Aufgefallen ist uns Garrett zum ersten Mal in der Talkshow „3 nach 9“, zu Gast war u. a. auch die „Popolsky-Show“, für einen gemeinsamen „Klamaukauftritt“ , der qualitativ trotzdem hochwertig war, bedurfte es keiner weiteren Überredung. So steigen Sympathiewerte, und spielen konnte der, dass uns die Worte dafür fehlten. Der Virtuose wurde sofort mit dem Ehrentitel „David Garrettsky“ ausgezeichnet. Später in der Talkrunde strahlt er, seine zweifellos kostbare Violine fest umklammernd, eine selten gewordene Natürlichkeit aus.

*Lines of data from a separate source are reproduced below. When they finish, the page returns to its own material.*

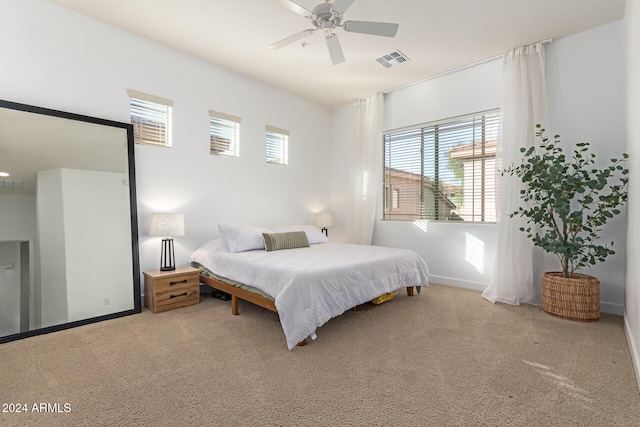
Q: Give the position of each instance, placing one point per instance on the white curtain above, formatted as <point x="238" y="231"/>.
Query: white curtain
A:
<point x="367" y="158"/>
<point x="524" y="105"/>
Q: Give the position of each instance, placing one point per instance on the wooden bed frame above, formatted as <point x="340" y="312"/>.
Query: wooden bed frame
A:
<point x="239" y="293"/>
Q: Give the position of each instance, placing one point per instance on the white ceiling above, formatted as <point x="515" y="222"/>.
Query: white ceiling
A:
<point x="436" y="35"/>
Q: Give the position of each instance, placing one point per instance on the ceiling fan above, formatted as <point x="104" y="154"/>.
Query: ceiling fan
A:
<point x="326" y="17"/>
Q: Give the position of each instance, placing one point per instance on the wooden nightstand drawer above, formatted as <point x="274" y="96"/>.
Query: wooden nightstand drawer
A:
<point x="166" y="290"/>
<point x="176" y="282"/>
<point x="176" y="298"/>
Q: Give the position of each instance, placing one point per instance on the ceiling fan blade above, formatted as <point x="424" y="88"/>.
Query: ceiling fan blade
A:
<point x="335" y="50"/>
<point x="375" y="28"/>
<point x="295" y="6"/>
<point x="341" y="6"/>
<point x="291" y="39"/>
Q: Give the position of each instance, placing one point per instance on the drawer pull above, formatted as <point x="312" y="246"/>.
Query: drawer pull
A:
<point x="177" y="296"/>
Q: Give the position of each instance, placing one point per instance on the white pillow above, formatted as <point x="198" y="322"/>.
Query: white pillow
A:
<point x="313" y="233"/>
<point x="240" y="238"/>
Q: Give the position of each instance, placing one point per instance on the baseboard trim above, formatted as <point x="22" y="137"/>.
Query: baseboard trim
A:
<point x="465" y="284"/>
<point x="610" y="308"/>
<point x="633" y="348"/>
<point x="605" y="307"/>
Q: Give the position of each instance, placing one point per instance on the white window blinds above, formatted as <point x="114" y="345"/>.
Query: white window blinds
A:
<point x="277" y="145"/>
<point x="442" y="171"/>
<point x="151" y="119"/>
<point x="224" y="131"/>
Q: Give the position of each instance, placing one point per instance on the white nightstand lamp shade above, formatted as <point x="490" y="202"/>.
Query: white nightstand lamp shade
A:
<point x="323" y="221"/>
<point x="167" y="225"/>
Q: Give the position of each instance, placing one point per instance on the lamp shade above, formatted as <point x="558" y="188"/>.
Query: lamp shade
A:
<point x="167" y="224"/>
<point x="323" y="220"/>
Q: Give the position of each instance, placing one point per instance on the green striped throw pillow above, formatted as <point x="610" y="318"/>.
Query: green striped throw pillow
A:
<point x="288" y="240"/>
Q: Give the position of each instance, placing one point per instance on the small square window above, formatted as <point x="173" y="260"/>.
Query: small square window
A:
<point x="277" y="146"/>
<point x="224" y="132"/>
<point x="151" y="119"/>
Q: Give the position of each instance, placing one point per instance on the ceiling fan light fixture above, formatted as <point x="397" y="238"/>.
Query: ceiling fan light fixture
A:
<point x="392" y="59"/>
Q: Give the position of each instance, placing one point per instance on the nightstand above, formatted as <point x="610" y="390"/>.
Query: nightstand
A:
<point x="166" y="290"/>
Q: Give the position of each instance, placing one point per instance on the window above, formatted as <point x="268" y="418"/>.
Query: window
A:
<point x="151" y="119"/>
<point x="224" y="131"/>
<point x="442" y="171"/>
<point x="277" y="146"/>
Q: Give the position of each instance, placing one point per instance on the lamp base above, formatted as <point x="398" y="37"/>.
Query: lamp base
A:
<point x="167" y="257"/>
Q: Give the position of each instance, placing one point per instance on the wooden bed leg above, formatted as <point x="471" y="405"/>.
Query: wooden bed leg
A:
<point x="234" y="305"/>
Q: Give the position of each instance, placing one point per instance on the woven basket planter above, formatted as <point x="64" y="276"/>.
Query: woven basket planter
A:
<point x="575" y="298"/>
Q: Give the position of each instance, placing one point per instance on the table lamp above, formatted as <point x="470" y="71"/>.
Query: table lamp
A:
<point x="168" y="225"/>
<point x="324" y="220"/>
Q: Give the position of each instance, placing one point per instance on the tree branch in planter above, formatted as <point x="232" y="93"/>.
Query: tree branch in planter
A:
<point x="568" y="201"/>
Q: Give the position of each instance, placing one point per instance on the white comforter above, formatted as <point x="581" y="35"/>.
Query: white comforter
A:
<point x="314" y="284"/>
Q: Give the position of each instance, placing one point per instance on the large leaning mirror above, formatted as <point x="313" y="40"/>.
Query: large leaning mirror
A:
<point x="68" y="227"/>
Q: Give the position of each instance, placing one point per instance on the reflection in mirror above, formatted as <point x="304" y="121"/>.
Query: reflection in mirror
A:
<point x="68" y="229"/>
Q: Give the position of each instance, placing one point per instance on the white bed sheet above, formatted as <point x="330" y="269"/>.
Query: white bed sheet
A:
<point x="314" y="284"/>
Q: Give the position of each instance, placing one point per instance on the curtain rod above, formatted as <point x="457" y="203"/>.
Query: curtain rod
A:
<point x="454" y="70"/>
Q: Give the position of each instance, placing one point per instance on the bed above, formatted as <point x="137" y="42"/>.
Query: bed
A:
<point x="306" y="282"/>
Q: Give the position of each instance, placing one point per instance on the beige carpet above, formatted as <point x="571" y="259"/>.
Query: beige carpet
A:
<point x="446" y="357"/>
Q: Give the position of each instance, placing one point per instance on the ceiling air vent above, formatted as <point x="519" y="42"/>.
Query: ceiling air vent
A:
<point x="391" y="59"/>
<point x="11" y="184"/>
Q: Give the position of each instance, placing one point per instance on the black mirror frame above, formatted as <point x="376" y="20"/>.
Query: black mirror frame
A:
<point x="137" y="301"/>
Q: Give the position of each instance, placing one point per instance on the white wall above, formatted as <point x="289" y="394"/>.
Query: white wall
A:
<point x="59" y="59"/>
<point x="632" y="297"/>
<point x="586" y="103"/>
<point x="52" y="290"/>
<point x="9" y="287"/>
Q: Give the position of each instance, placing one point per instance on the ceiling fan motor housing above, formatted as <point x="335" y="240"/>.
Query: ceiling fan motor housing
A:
<point x="324" y="17"/>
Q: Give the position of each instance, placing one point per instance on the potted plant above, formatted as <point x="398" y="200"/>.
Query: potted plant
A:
<point x="567" y="201"/>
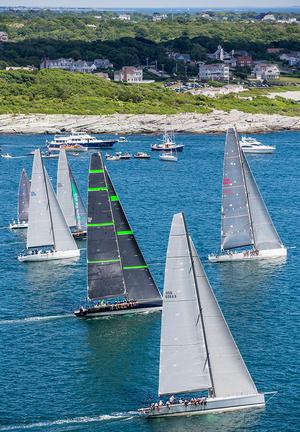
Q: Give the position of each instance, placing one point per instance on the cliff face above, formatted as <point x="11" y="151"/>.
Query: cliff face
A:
<point x="215" y="122"/>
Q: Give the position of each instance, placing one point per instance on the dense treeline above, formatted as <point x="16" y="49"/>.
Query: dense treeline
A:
<point x="35" y="35"/>
<point x="54" y="92"/>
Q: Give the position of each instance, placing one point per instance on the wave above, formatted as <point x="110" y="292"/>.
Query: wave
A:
<point x="34" y="319"/>
<point x="75" y="420"/>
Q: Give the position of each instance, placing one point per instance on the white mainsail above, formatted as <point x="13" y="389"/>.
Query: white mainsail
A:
<point x="236" y="228"/>
<point x="63" y="239"/>
<point x="264" y="232"/>
<point x="230" y="376"/>
<point x="64" y="190"/>
<point x="39" y="220"/>
<point x="183" y="356"/>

Kurz nach 20:00 Uhr fällt in der komplett ausverkauften Halle der Vorhang und David Garrett steigt herunter vom hydraulischen Olymp – begleitet von einem fulminanten „Welcome In The Jungle“. Vom ersten Augenblick an liegt ihm sein Publikum zu Füßen, über 10.000 Zahlende sind restlos begeistert, nicht nur die mehrheitlich anwesenden potenziellen Schwiegermütter. Musikalisch wird sein Auftritt vom Frankfurt Sinfonie Orchester und von „seiner“ Electricband perfekt in Szene gesetzt. Auch um vor einem frenetischen Konzertvolk die Bodenhaftung nicht zu verlieren, streut er nach jedem Stück Shortstories aus seinem Leben ein, von dem man freilich nichts erfährt. Muss man auch nicht, der Kauf eines Tickets berechtigt nicht zur (medialen) Ausplünderung der Privatperson. Besonders lustig die Geschichte, dass David G. auf dem Bangkoker Schwarzmarkt seine Scheiben als Fälschung gefunden hat. Wer es da schafft, schafft es überall…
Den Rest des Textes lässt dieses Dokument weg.